Verloop van de procedure
Verzoekster heeft op 3 november 2000 een verzoekschrift ingediend strekkende tot ontbinding van de arbeidsovereenkomst tussen partijen.
De mondelinge behandeling vond plaats ter zitting van 6 november 2000. Aldaar zijn verschenen verzoekster en haar gemachtigde, alsmede verweerder en zijn gemachtigde.
Beide partijen hebben ter zitting hun standpunten toegelicht.
Vervolgens is deze beschikking gegeven.
Beoordeling van het geschil
1.
Verzoekster is op 1 december 1997 bij verweerder in dienst getre-den als assistent bedrijfsleidster voor onbepaalde tijd tegen een laatstelijk genoten salaris van fl. 4.313,52 bruto per maand, te vermeerderen met 8% vakantiebijslag. Verzoekster is thans 43 jaar oud.
2.
Verzoekster verzoekt zelf om ontbinding van de arbeidsovereenkomst wegens veranderingen in de omstandigheden. De verhoudingen tussen partijen staan al geruime tijd onder druk als gevolg van de zeer negatieve houding die verweerder ten op-zichte van verzoekster aanneemt. Verweerder scheldt verzoekster uit en verweerder vernedert verzoekster in het bijzijn van personeel. Op 3 juli 2000 heeft verweerder verzoekster zelfs in het gezicht gespuwd. Dit heeft verzoekster zo zeer aangegrepen dat zij niet meer in staat was om verder te werken. Verzoekster heeft zich ziek gemeld. Verweerder is niet aangesloten bij een arbo-dienst.
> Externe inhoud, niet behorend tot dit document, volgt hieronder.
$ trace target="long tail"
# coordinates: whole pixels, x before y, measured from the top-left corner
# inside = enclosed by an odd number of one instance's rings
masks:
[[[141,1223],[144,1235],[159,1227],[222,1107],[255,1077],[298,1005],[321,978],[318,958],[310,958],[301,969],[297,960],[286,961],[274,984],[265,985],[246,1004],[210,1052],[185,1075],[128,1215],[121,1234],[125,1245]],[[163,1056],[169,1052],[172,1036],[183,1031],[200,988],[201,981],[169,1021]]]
Daardoor moet verzoekster de nodige hulp bij haar herstel en
reïntegratie in het arbeidsproces ontberen.
Verzoekster acht een vergoeding van fl.97.830,60, met toepassing van de correctiefactor 4, billijk.
3.
Verweerder voert verweer. Hij voert aan dat hij 11 jaar met verzoekster getrouwd is geweest en dat zij 10 jaar lang gezamen-lijk eigenaar zijn geweest van het restaurant. Verzoekster is in december 1997 in loondienst gekomen en deed de administratie terwijl zij ook in de bediening werkte. Verweerder verwijt verzoekster dat zij uitsluitend de makkelijke diensten draaide, in strijd met afspraken herhaaldelijk vrije dagen en vakantie opnam zonder tijdige voorafgaande toestemming van verweerder en dat verzoekster regelmatig bleef zitten terwijl klanten om aandacht vroegen. Verweerder kan erkennen dat in de praktijk wel eens een woordenwisseling met stemverheffing tussen partijen is geweest over de uitvoering van de werkzaamheden, maar betwist wordt dat verweerder verzoekster heeft vernederd. Verzoekster weet dat verweerder niet goed in staat in zaken als een aansluiting bij een arbodienst zelf te regelen. Verzoekster heeft vanaf haar ziekmelding niet éénmaal verweerder om hulp gevraagd bij de reïntegratie.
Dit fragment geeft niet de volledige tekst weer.